Tim sold both companies earlier this decade. He currently is CEO of Nexus3 Capital, a business he built in 2023 that was the birthplace of his 10-companies-in-10-years strategy. Nexus3 is an AI platform that serves as a holding company to build and operate vertical market AI companies. Its first venture was in the legal industry. The company is now looking at energy, healthcare, robotics, and other markets for its next steps.
“We go into a domain, we build a thesis on a business so we can build and operate a prototype, and then we scale it,” he said. “We bring in a team, and we grow it and operate it.” Those teams are where the MBAi students and graduates come in.
Northwestern: A lifelong connection to real-world innovation
Tim has deep ties to Northwestern Engineering. He is a member of the McCormick Advisory Council, and in 2021, served as the commencement speaker for the school’s master’s and PhD students. He earned a bachelor's degree in industrial engineering in 1989. Mere months later, he started his first company.
Through the years, he has stayed connected to his alma mater — and the birth and growth of the MBAi program. “One of the real value points in my business is how you get product-market fit. Finding products that really are going to transform industries and transform the way people work is hard to do,” Tim said. “MBAi students have gotten really good exposure to real-world companies and are good at thinking about marketing and product development and product management.”
Designing products people actually need, not just want
To explain what makes the MBAi program, its students, and its graduates different, Tim uses an analogy of the difference between creating a vitamin and creating a painkiller. A “vitamin” is a product that solves a problem but that isn’t vital to a consumer. “You can make some money with a vitamin,” he said. “You can make a lot more money with a painkiller.”
“Painkillers” aren’t just good to have — they solve a legitimate problem, creating a much stronger connection between the product and the consumer. The key to developing those types of “painkillers” is having a firm understanding of the target customer.
“There is a process of how you get to know your customer, understand how they solve problems, and iterate your product so it becomes more and more valuable to them over time,” Tim said. “In the enterprise world, you've got multiple stakeholders, and you've got to really understand how they do things and then build the software to be able to make those things more efficient.”
That, Tim said, is where MBAi graduates are at their best.

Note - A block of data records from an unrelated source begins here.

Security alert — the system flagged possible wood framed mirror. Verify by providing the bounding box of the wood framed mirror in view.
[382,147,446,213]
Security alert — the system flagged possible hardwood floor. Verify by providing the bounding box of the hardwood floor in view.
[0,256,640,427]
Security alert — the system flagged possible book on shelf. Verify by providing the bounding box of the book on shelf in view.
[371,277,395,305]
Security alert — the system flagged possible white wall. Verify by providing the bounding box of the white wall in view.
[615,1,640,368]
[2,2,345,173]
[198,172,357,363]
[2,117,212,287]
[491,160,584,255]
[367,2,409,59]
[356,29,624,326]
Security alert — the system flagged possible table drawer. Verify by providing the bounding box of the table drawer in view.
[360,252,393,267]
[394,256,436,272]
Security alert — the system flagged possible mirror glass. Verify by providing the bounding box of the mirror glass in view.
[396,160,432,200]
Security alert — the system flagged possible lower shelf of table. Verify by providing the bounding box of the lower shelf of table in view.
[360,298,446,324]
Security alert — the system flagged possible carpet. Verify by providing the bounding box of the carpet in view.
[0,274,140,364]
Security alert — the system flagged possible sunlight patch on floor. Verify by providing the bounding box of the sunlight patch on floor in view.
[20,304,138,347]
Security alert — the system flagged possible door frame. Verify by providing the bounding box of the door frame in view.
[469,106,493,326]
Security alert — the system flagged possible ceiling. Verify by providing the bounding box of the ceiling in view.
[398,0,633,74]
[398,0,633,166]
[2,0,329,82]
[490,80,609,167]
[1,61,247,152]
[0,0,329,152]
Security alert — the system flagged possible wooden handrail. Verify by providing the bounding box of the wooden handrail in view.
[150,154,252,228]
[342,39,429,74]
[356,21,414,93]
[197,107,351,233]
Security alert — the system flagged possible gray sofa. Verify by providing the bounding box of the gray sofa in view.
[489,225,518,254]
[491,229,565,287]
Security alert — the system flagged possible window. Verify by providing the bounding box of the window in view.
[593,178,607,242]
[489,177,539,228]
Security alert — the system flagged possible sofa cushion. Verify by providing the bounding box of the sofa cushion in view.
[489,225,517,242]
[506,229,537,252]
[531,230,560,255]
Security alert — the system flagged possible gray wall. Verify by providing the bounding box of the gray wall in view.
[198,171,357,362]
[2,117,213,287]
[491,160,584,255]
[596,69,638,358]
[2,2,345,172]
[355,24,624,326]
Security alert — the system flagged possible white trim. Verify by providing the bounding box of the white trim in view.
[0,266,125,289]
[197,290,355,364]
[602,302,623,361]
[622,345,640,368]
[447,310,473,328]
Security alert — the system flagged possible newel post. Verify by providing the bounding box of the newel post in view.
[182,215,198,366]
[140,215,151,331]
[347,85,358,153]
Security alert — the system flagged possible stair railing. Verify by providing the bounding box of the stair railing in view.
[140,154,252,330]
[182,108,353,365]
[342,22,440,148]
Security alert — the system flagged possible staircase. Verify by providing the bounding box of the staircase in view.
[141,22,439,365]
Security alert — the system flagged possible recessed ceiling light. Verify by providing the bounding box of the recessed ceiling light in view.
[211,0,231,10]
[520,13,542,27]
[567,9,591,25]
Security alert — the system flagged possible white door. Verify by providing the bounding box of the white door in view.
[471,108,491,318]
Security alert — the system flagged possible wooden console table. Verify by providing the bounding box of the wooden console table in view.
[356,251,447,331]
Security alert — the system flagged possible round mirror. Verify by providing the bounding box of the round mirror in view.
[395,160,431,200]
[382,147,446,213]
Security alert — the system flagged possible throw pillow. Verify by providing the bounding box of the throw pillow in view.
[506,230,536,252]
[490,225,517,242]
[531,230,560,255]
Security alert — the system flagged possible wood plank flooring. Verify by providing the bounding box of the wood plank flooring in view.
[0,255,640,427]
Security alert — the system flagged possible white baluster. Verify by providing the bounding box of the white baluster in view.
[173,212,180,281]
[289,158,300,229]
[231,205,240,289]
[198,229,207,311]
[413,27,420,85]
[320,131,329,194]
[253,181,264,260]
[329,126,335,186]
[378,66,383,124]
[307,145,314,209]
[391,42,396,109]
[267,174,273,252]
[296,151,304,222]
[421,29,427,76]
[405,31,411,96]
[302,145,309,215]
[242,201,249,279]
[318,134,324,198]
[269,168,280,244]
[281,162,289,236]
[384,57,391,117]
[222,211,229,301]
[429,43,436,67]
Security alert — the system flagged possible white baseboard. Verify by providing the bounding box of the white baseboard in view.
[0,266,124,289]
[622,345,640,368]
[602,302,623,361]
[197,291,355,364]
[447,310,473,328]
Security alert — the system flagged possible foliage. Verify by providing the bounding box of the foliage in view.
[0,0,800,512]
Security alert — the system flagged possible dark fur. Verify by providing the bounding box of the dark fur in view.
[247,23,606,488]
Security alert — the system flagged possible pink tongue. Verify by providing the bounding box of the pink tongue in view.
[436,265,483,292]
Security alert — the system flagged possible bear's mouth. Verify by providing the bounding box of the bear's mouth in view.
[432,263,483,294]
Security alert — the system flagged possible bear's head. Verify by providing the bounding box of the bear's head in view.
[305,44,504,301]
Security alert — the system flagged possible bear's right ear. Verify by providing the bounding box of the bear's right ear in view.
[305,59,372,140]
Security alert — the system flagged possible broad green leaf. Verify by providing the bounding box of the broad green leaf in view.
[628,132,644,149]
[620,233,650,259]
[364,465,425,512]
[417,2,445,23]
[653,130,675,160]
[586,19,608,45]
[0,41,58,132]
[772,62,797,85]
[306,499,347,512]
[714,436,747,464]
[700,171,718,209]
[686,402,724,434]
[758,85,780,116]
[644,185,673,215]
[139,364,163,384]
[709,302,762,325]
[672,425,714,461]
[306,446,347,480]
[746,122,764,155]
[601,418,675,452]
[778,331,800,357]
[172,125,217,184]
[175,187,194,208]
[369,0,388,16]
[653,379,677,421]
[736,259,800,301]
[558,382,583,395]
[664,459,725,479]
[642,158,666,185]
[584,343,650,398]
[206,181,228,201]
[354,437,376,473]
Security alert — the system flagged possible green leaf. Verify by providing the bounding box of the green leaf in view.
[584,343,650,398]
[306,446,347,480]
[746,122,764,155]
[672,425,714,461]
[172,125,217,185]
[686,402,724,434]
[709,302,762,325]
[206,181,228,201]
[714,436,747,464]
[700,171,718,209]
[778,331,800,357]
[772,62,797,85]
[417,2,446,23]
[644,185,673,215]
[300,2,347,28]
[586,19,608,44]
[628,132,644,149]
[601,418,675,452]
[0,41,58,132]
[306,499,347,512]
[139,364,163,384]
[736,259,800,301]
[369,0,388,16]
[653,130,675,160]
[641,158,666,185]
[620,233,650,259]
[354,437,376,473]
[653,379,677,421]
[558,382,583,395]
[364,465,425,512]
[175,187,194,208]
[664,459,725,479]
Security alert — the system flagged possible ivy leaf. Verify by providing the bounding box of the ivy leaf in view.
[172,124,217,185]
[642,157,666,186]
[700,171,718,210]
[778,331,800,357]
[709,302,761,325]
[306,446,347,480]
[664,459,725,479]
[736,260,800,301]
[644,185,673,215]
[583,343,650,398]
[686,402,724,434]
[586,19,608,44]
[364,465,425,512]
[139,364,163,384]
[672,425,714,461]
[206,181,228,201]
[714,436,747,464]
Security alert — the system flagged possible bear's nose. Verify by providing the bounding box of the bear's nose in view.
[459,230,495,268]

By hiring MBAi students and graduates, Tim finds tech-savvy business leaders who share his enthusiasm for entrepreneurship. He said he is excited for where the next decade will take him—and the MBAi students who join him for the ride. “I love building businesses and creating products that are innovative and that make the world better,” he said. “It’s exciting. I’ve done it three times now, and I want to work with great inspirational, passionate leaders to do it again.”